It was a write-heavy host, a queue worker chewing through batches and flushing a lot of data to a single spinning disk underneath an otherwise generous amount of memory. That combination is exactly where Linux's default dirty page thresholds bite.

Here is the mechanism, briefly, because it is the whole story. When a process writes, the data lands in the page cache as "dirty" pages and the write returns immediately. The kernel flushes those pages to disk in the background later. Two knobs govern when "later" becomes "now":

vm.dirty_background_ratio   # start flushing in the background at this %
vm.dirty_ratio              # block writers entirely until flushed past this %

The ratios are a percentage of available memory. On a box with a lot of RAM that is the trap. The default vm.dirty_ratio of 20 on a machine with, say, 64 GB means the kernel will happily let around 12 GB of dirty pages pile up before it forces a synchronous flush. When it finally hits that ceiling, every writing process is blocked while a vast backlog drains to a disk that can only manage a hundred-odd megabytes a second. That is your stall. The disk cannot absorb in a moment what memory was allowed to hoard for a minute.
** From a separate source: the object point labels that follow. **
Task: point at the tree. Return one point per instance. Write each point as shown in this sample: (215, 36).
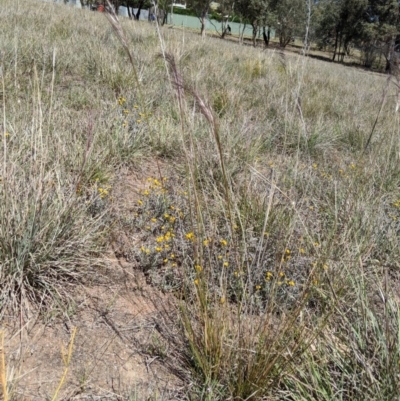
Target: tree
(290, 17)
(225, 8)
(341, 22)
(201, 8)
(256, 12)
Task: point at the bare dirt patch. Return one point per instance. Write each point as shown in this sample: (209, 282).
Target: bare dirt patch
(116, 350)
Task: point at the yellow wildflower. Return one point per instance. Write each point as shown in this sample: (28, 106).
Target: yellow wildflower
(190, 236)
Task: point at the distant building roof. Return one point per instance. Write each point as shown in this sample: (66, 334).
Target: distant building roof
(178, 5)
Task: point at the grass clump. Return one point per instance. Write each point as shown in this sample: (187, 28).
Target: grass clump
(275, 226)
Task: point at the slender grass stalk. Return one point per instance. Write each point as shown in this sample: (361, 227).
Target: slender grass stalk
(66, 357)
(3, 377)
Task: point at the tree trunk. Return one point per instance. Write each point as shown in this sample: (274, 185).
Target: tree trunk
(137, 15)
(266, 36)
(336, 43)
(255, 31)
(203, 25)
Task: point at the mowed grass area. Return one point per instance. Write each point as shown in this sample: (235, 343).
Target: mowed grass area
(273, 217)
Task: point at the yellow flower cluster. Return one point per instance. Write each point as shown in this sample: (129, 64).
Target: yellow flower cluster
(104, 192)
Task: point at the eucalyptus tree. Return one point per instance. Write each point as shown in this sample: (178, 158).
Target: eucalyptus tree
(255, 12)
(290, 17)
(201, 8)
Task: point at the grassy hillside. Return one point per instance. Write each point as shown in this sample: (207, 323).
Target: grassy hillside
(266, 207)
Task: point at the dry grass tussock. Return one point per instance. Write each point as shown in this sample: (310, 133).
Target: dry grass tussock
(272, 215)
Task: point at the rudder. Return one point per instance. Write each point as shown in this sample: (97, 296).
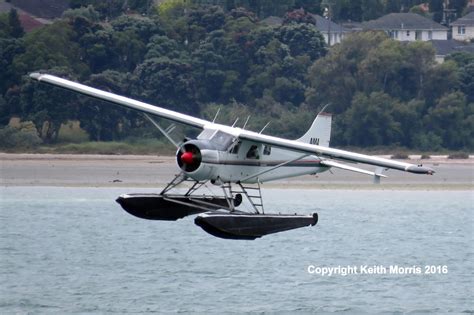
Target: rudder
(320, 131)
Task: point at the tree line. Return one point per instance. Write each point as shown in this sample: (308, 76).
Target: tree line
(198, 58)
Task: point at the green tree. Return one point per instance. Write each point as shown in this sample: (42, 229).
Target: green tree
(51, 46)
(9, 48)
(166, 83)
(369, 121)
(303, 39)
(335, 78)
(466, 77)
(452, 119)
(48, 107)
(16, 30)
(102, 121)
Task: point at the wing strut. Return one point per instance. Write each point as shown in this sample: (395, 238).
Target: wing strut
(166, 133)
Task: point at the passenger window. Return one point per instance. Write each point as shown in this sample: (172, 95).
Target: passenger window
(235, 148)
(267, 150)
(253, 153)
(222, 141)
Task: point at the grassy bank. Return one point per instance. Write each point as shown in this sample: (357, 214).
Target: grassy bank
(145, 147)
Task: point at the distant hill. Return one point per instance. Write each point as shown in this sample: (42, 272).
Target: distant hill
(47, 9)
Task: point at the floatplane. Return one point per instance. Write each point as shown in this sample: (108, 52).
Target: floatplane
(237, 161)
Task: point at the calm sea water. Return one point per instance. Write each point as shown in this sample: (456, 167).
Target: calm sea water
(73, 250)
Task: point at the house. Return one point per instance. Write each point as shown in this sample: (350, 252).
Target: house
(463, 28)
(408, 27)
(333, 33)
(444, 48)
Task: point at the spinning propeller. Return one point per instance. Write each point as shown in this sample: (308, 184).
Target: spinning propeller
(189, 157)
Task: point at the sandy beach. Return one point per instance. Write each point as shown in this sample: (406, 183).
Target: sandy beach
(155, 171)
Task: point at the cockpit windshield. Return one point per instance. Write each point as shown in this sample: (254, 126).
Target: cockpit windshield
(222, 140)
(206, 134)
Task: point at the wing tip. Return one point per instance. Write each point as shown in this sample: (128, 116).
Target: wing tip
(35, 75)
(419, 169)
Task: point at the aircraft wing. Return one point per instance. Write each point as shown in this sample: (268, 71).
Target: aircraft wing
(119, 100)
(324, 152)
(331, 153)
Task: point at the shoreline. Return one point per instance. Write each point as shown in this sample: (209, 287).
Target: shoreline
(149, 171)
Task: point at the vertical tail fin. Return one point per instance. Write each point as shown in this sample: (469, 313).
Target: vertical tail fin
(320, 131)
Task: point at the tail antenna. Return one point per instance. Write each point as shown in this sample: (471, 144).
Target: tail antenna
(324, 108)
(246, 121)
(233, 125)
(217, 114)
(268, 123)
A server pushing more writes than its disk can drain

The fix is to stop letting the backlog grow so large. Smaller thresholds mean the kernel starts writing back sooner and more steadily, trading a single nasty stall for a constant gentle trickle. I dropped the ratios and, because percentages of large memory are clumsy, leaned on the byte-valued equivalents instead, which the kernel honours when they are non-zero:

vm.dirty_background_bytes = 268435456   # 256 MiB
vm.dirty_bytes            = 536870912   # 512 MiB

Background flushing kicks in at 256 MiB, hard blocking only past 512 MiB. The numbers are not magic. They are roughly "a few seconds of what this disk can actually swallow", which is the right way to think about it: size the buffer to the drain, not to the memory you happen to have.

Apply it without a reboot and watch:

sysctl -w vm.dirty_background_bytes=268435456
sysctl -w vm.dirty_bytes=536870912

The heartbeat went away. The aggregate throughput barely changed (the same bytes still have to reach the same disk) but they now arrive in a smooth stream rather than periodic floods, and nothing blocks for a second to make it happen. Persist it in /etc/sysctl.d/ so the next reboot does not quietly hand you the stall back.

The general lesson, which I keep relearning, is that a default expressed as a percentage of memory was tuned for machines with far less of it. On a busy box with plenty of RAM and a modest disk, the kernel will let memory write cheques the disk cannot cash. Tune to the slow part.